Author: Yogi Schulz

A gap will always exist between customer expectation and vendor delivery. That gap is product of the rosy vendor sales pitch coupled with the unrealistic imagination of the customer. Occasionally, the gap becomes wider than the Grand Canyon.

When the gap becomes too wide, vendors will engage in what I call the bob and weave tactic. Watch out for these telltale signs of vendor bob and weave because they can scuttle an IT project. Here’s what to watch out for and what to do about it.

Let me Get Back to You on That Topic

Often the functionality expected exceeds the functionality delivered. When the vendor wants to weave around this annoying fact, the representative will say that he’ll get back to you with a resolution. In fact, he’s fervently hoping the topic will become lost in the growing pile of outstanding issues and action items, never to be heard from again. In some cases, the issues drag on for so long that a reorganization absolves the vendor of ever needing to take any action.

You can reduce the weave and improve performance by logging all the items and holding a monthly review meeting with the representative. If vendor staff start to become too busy to attend the review meeting, you’ll have to escalate the issues within the vendor management team.

I know I promised a Response but other Issues Arose

When it’s painfully obvious that the vendor has failed to respond within the initially promised time frame, it’s time for the bob as a diversion tactic. Now the vendor representative says: “Yes, we promised but you created a newer, more important action item that we’re responding to.”

I believe it’s reasonable to expect that a vendor can address more than one issue at a time. You can protect yourself from this bob by ensuring that the vendor team is adequately resourced to meet your expectations about responsiveness. You can assure adequate resourcing by planning to pay for vendor professional services effort as part of your project budget.

{For those of you who believe: “It’s outrageous that I should have to pay the vendor to address what I view as vendor deficiencies.”, let me suggest that some compensation is better than watching your project momentum fade to the point of project failure. There is no free lunch.}

I don’t believe we committed to deliver that Function

When a debate about in-scope functionality breaks out, the vendor representative can weave by saying: “I can see where that functionality could be useful, but I don’t believe we committed to deliver it as part of our RFP response.”  This response pushes the onus back on the customer to assess the voluminous pages of the RFP response to see what’s factual and what isn’t.

As a project manager, you can avoid this weave by simply insisting that the vendor produce a summary of the related documents and that your position is that the expected functionality remains in-scope until the vendor demonstrates otherwise.

{This approach can be enforced with commercial terms that set a series of milestones where the vendor is paid significant sums of money during the course of the project. Commercial terms where the vendor receives most of the money up-front are less effective for the customer.}

That’s not what the Words Mean

If the customer or the vendor miraculously finds some wording in the RFP response that indicate indeed, the delivery is deficient, then the vendor can always bob by saying: “I don’t believe your interpretation is what the words we wrote actually mean. However, just to be sure let me check with Angela, now part of our San Diego team, who contributed to our RFP response to you. Let me get back to you on that.”
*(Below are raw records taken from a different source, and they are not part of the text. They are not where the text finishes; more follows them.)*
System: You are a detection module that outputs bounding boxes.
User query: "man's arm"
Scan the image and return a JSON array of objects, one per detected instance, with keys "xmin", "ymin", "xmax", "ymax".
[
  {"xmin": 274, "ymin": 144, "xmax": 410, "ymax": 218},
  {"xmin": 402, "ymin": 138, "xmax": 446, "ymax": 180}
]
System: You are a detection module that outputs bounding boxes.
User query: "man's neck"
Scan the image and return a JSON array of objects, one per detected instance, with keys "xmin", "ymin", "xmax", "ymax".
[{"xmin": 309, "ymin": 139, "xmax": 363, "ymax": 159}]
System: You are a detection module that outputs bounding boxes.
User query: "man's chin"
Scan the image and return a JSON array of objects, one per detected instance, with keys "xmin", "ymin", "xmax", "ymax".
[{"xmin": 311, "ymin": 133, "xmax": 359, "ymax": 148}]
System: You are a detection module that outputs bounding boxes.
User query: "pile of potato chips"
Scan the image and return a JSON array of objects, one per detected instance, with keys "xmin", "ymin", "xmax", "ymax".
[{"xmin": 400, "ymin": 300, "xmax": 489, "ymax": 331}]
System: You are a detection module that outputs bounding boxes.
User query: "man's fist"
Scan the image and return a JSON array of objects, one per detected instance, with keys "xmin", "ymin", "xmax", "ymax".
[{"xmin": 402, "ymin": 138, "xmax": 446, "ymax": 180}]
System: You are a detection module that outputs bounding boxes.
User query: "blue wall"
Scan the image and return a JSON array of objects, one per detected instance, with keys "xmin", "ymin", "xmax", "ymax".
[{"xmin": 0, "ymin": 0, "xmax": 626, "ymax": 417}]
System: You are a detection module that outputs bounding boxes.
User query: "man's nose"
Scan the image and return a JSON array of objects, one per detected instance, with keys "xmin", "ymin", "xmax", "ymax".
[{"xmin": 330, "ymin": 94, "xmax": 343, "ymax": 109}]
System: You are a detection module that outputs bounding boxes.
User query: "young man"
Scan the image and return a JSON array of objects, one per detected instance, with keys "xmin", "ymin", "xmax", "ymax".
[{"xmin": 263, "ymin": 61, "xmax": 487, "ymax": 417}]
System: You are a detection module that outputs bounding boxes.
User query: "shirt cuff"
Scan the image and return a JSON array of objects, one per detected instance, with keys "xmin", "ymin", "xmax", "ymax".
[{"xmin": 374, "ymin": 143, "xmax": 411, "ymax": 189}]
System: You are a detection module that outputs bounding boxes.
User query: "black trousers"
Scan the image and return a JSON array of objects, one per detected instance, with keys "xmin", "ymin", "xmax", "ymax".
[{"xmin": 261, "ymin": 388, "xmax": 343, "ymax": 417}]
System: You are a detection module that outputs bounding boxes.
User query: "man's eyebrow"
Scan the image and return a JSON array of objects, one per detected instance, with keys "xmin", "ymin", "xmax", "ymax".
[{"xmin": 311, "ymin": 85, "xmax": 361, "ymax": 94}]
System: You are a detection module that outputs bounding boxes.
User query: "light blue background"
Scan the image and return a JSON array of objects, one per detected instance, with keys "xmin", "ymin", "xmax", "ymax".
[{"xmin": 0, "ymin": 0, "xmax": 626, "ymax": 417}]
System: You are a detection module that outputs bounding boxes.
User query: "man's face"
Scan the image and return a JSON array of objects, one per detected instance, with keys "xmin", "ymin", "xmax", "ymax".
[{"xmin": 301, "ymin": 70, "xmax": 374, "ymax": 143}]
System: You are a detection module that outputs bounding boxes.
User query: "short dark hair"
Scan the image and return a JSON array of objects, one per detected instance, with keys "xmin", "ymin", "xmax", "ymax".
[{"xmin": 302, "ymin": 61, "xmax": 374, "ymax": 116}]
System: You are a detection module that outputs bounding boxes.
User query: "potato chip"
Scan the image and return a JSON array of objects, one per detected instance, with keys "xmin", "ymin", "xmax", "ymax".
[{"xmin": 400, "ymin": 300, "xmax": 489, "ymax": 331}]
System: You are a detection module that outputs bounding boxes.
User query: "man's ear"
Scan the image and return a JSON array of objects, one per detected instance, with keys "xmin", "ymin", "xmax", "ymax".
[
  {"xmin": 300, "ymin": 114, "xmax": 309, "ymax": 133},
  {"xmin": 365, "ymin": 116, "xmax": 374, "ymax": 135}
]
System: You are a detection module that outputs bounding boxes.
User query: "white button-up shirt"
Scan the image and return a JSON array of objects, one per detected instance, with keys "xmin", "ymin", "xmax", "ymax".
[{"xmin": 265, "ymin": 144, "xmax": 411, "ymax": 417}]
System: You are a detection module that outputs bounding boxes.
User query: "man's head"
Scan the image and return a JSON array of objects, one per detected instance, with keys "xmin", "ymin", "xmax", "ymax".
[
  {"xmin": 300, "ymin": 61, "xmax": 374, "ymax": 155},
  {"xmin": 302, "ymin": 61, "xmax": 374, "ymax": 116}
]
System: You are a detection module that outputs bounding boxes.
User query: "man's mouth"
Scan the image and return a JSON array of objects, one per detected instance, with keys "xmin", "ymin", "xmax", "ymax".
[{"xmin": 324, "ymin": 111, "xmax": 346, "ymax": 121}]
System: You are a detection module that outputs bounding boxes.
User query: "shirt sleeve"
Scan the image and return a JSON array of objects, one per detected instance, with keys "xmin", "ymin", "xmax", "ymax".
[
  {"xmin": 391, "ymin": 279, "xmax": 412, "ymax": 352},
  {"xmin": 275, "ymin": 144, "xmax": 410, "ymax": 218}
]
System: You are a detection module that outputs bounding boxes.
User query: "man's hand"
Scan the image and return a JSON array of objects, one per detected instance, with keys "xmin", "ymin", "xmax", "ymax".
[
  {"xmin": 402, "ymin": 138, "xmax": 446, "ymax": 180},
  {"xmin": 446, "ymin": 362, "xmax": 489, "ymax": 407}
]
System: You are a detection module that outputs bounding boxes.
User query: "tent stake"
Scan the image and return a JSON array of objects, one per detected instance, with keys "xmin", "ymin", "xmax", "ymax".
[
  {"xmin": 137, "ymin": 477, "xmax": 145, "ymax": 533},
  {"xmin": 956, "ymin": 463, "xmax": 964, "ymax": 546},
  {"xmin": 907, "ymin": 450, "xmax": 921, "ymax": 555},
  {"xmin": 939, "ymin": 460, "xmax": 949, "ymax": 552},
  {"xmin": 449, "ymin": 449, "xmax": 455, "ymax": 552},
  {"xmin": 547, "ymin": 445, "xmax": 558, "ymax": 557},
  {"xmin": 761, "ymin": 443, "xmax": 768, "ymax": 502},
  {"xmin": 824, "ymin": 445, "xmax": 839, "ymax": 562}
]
Now it’s d¹jù vu all over again. Be careful how much time you invest in these interpretation issues. There’s lots of gray in every RFP document and in every RFP response. Aim for a compromise.

{Often government projects drag out and cost way too much because the grind-the-vendor procurement staff injects itself into the situation. Your best strategy is usually to negotiate a settlement where the vendor gives you a deal but you have to pay something as well. Neither party will be ecstatic about such outcomes but at least your project doesn’t stall and your vendor relationship doesn’t turn frigid.}

It’s in the Next Release

When the temperature in the relationship between the customer and the vendor rises to an uncomfortable level, the vendor can weave by saying: “The feature you’re looking for is in the next release.”

Now you as the customer face a difficult choice. The vendor promised this feature in the current release, so clearly the vendor is in violation of their contract. However, what is the benefit in making a big issue of the violation?  Introducing lawyers and the possibility of a lawsuit into the project will be a huge distraction that will delay completing the project.

{If you have experienced a series of flagrant violations, then a settlement under threat of lawsuit is probably your only answer. If however, this case is the first major violation you are better off to negotiate a financial settlement around non-delivery, push the missing piece of functionality into the next release and move on.}

Conclusions

Whenever the vendor starts to bob and weave, that’s a clear indication of inability to deliver. In most cases your best strategies are thorough follow-up and pragmatic negotiation to avoid project failure.